By Jim Bowman
State Sen. Don Harmon's optimism at the Business and Civic Council's Carleton Hotel session on June 28 has been noted. More can be said. He protested "sky [is] falling" rhetoric about Illinois' pension problem and praised the legislature for having "cut government to the bone."
"We can afford" pension payments, he said. "We never missed a payment; we never will." Here as throughout, he addressed pensioners' worries but not fiscal problems facing the state as borrower and spender. "It's a budget issue," he said, to further calm pensioners' worries. Indeed, the budget just passed, a "pretty good" one, "pays the pension fully" for the coming year.
He joked at one point. Legislators "kind of solved the pension problem with the 2010 reform" — tightening benefits for new hires. "'Tain't funny, McGee," Fibber's wife Molly used to say on the radio.
As for the recent all-Democrat gridlock performance in Springfield, it was a matter, he said, of "honest, principled differences." He was at the Carleton that day to put matters in a kindly light.
He defended the January 2011 income-tax increase from 3% to 5%. Democrats call it a 2% raise, but Republicans say 67%, he said dismissively (Crafty Republicans, pretending the issue is how much you pay and not three-plus-two-equals-five).
Republicans convinced others to avoid the 2% designation, however, including the Christian Science Monitor ("why lawmakers passed 66 percent income-tax hike"), the New York Times ("about 66 percent"), and the Huffington Post (66%, "a massive increase").
He said jobs are up in Illinois, down in Wisconsin, which is finding consolation where it may be found — 49,000 year-to-year for Illinois, 10,000 for Wisconsin, an economy roughly half the size. He did this while ignoring year-to-year percentages for unemployment, Illinois' 9.1% (up from 8.9%), and Wisconsin's 7% (unchanged).

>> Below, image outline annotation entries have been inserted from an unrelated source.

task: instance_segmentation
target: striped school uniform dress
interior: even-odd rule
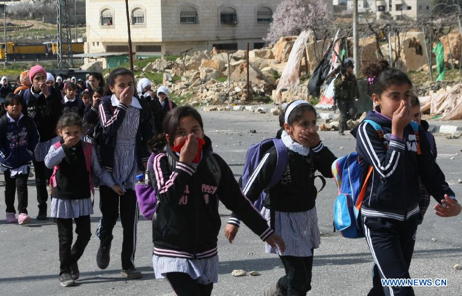
[[[122,190],[134,190],[137,175],[141,172],[135,147],[137,133],[140,122],[141,105],[138,100],[128,106],[125,119],[117,131],[116,149],[114,152],[114,166],[111,172],[114,181],[120,184]]]
[[[47,156],[50,147],[53,146],[55,143],[59,141],[60,137],[56,136],[53,139],[48,141],[40,142],[34,151],[34,158],[35,159],[35,161],[43,161],[45,160],[45,156]]]
[[[156,279],[165,279],[168,272],[187,273],[198,284],[218,282],[218,254],[205,259],[187,259],[152,255]]]
[[[270,209],[263,207],[261,214],[271,226]],[[317,249],[321,244],[316,207],[305,212],[275,211],[274,216],[274,230],[285,243],[285,252],[282,254],[278,247],[273,248],[265,243],[265,252],[280,256],[313,256],[311,250]]]
[[[64,151],[62,147],[57,150],[52,145],[45,159],[45,162],[50,166],[59,164],[65,157]],[[93,173],[98,177],[100,183],[112,187],[114,182],[110,175],[100,166],[98,156],[94,148],[91,153],[91,163]],[[86,176],[83,177],[87,177]],[[81,216],[87,216],[93,214],[93,202],[91,198],[81,199],[64,199],[53,198],[51,199],[51,217],[63,219],[78,218]]]

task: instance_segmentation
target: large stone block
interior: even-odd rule
[[[279,63],[287,62],[297,36],[281,37],[272,49],[275,58]]]
[[[225,62],[221,60],[202,60],[201,68],[211,68],[222,71],[226,67]]]

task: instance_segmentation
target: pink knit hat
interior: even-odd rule
[[[31,81],[34,79],[34,76],[37,73],[43,73],[45,75],[45,76],[47,75],[47,71],[45,69],[45,68],[40,65],[36,65],[31,68],[30,70],[29,71],[29,77],[30,78]]]

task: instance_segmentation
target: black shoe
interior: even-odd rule
[[[134,267],[128,269],[122,269],[120,274],[123,277],[127,279],[141,279],[143,276],[141,272],[137,270]]]
[[[103,247],[101,243],[100,244],[100,247],[97,253],[97,265],[101,269],[106,269],[109,266],[109,262],[111,260],[110,251],[110,244],[105,247]]]
[[[72,280],[70,273],[66,272],[60,275],[60,283],[63,287],[72,287],[75,285],[75,282]]]
[[[267,290],[265,291],[264,296],[283,296],[283,294],[281,289],[278,287],[278,284],[275,284]]]
[[[80,271],[79,271],[79,265],[76,262],[71,264],[71,278],[74,281],[76,281],[80,276]]]
[[[47,217],[47,210],[39,210],[38,215],[37,215],[37,220],[47,220],[48,217]]]

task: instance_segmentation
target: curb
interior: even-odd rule
[[[462,132],[462,126],[450,125],[449,124],[442,124],[441,125],[430,124],[429,126],[428,130],[431,133],[441,133],[442,134],[452,134],[456,132]]]

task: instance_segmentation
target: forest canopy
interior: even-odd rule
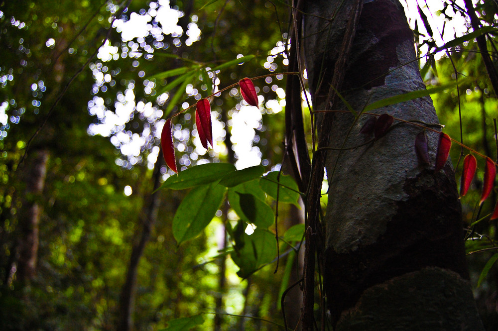
[[[361,133],[351,149],[408,126],[422,132],[405,149],[417,169],[450,173],[449,153],[472,293],[495,330],[498,5],[400,2],[416,60],[385,65],[416,65],[425,89],[358,106],[346,77],[330,107]],[[294,330],[306,272],[314,323],[335,327],[325,244],[316,263],[304,252],[308,198],[316,190],[325,233],[334,173],[313,187],[310,172],[323,150],[339,160],[351,145],[317,152],[330,110],[317,107],[341,54],[309,64],[345,48],[304,49],[335,35],[307,34],[313,20],[341,24],[310,6],[0,1],[0,329]],[[384,79],[360,74],[374,78],[365,86]],[[429,97],[440,125],[389,112]]]

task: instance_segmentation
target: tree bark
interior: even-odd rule
[[[144,207],[139,219],[142,223],[140,239],[133,245],[129,264],[126,273],[124,284],[121,290],[120,297],[117,331],[128,331],[133,326],[133,312],[134,310],[135,293],[136,290],[136,274],[138,262],[143,254],[145,245],[150,238],[150,232],[157,218],[157,211],[160,202],[160,191],[157,189],[161,185],[161,167],[164,164],[162,155],[158,156],[154,167],[152,178],[154,186],[152,192],[145,200]]]
[[[41,207],[38,202],[45,185],[48,161],[48,152],[46,150],[38,150],[33,151],[32,154],[27,161],[27,172],[23,176],[26,189],[19,219],[20,233],[16,275],[21,283],[31,280],[36,273],[41,214]]]
[[[323,115],[331,129],[318,132],[330,135],[328,145],[335,149],[325,156],[329,193],[323,224],[333,324],[338,330],[483,330],[468,280],[451,161],[434,171],[438,134],[427,131],[432,164],[421,165],[414,145],[423,129],[395,121],[384,136],[361,146],[366,140],[359,132],[370,115],[356,119],[342,102],[330,104],[354,2],[307,1],[304,8],[314,110],[341,110]],[[413,33],[397,1],[365,1],[355,32],[340,83],[357,114],[375,101],[425,88]],[[438,127],[428,97],[373,112]],[[360,147],[338,150],[353,146]]]

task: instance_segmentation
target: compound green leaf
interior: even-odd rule
[[[195,315],[189,317],[182,317],[168,321],[168,326],[160,331],[188,331],[192,328],[201,325],[204,323],[202,315]]]
[[[271,233],[256,229],[250,235],[245,234],[244,238],[243,248],[231,253],[240,268],[237,275],[243,278],[271,262],[277,255],[276,240]]]
[[[257,180],[247,182],[228,190],[228,201],[239,217],[245,221],[264,228],[274,221],[273,210],[264,202],[265,198]]]
[[[173,235],[179,245],[197,236],[214,217],[227,189],[216,183],[194,188],[173,219]]]
[[[235,167],[230,163],[206,163],[180,172],[177,176],[168,178],[161,187],[162,189],[183,190],[194,186],[217,182],[235,172]]]
[[[259,185],[263,191],[275,200],[277,199],[277,187],[278,185],[277,180],[278,176],[278,171],[272,171],[259,180]],[[292,177],[280,175],[278,202],[294,204],[299,207],[298,201],[299,199],[299,189]]]
[[[263,166],[249,167],[228,174],[221,180],[220,184],[227,187],[233,187],[246,182],[257,179],[264,172],[264,167]]]

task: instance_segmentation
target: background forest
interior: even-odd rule
[[[483,27],[473,27],[466,2],[403,5],[445,132],[496,160],[496,87],[475,38],[486,36],[496,63],[498,4],[474,1],[471,15]],[[299,253],[289,248],[299,247],[304,232],[297,195],[277,204],[271,189],[261,192],[270,220],[278,206],[280,258],[270,250],[248,266],[229,254],[237,242],[227,232],[234,238],[254,230],[238,221],[240,213],[224,203],[205,230],[179,245],[172,228],[189,191],[158,189],[175,176],[160,150],[165,119],[246,77],[263,76],[253,80],[259,109],[237,86],[213,98],[212,149],[202,146],[193,109],[175,118],[178,170],[220,162],[239,170],[261,165],[261,173],[282,167],[291,5],[0,0],[0,330],[297,324],[298,288],[286,293],[285,319],[280,298],[301,271]],[[468,153],[451,149],[458,183]],[[478,162],[484,169],[484,159]],[[485,328],[494,330],[498,224],[489,215],[498,192],[480,209],[482,186],[480,171],[461,201],[472,229],[466,248],[475,297]]]

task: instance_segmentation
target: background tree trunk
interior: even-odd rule
[[[347,110],[342,102],[325,102],[353,2],[305,4],[311,15],[305,15],[303,43],[315,110]],[[341,94],[359,113],[367,104],[425,88],[397,1],[365,1],[344,74]],[[374,112],[435,128],[438,123],[429,98]],[[363,144],[359,131],[369,117],[334,112],[330,147]],[[422,130],[395,125],[374,142],[327,153],[324,276],[337,330],[483,330],[468,281],[451,162],[435,172],[438,135],[427,131],[432,164],[419,164],[414,145]]]
[[[38,228],[41,207],[39,201],[45,185],[48,152],[33,151],[26,161],[26,173],[24,176],[26,190],[22,198],[19,218],[19,234],[16,275],[21,283],[30,280],[36,270],[38,246]]]

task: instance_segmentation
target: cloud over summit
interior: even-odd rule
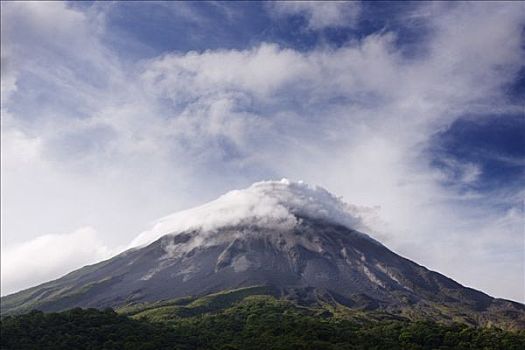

He talked up a state income "fair tax," meaning higher rates for higher earners, which we do call "progressive," do we not? He was "not surprised," he said, at Republican opposition to his bill, which he introduced in the last day of the recent session, in that they are beholden to "the more well-off," for whose interests they would be expected to "step up," so as to "perpetuate an unfair tax."
It was the sort of thumb-in-eye comment — in the (Springfield) State-Journal Register on June 29, the day after the Carleton Hotel session — that Oak Parkers rarely if ever hear from him.
The "fair tax" term is worth noting. It's been in use at least since 1999, when Republicans in Congress introduced the flat tax — a national sales tax — intended to simplify income tax returns and sharply reduce the role of the IRS if not put it out of business. The term was also a matter of presidential-campaign discussion in 2008 and remains the goal of the advocacy organization Americans For Fair Taxation.
Illinois Democrats' proposed fair tax, on the other hand, is imposed according to income. The brand name for this tax is progressive, as we know, and Democrats are usually proud of it. But in this case, they prefer the friendlier "fair tax." For marketing reasons, we must suppose.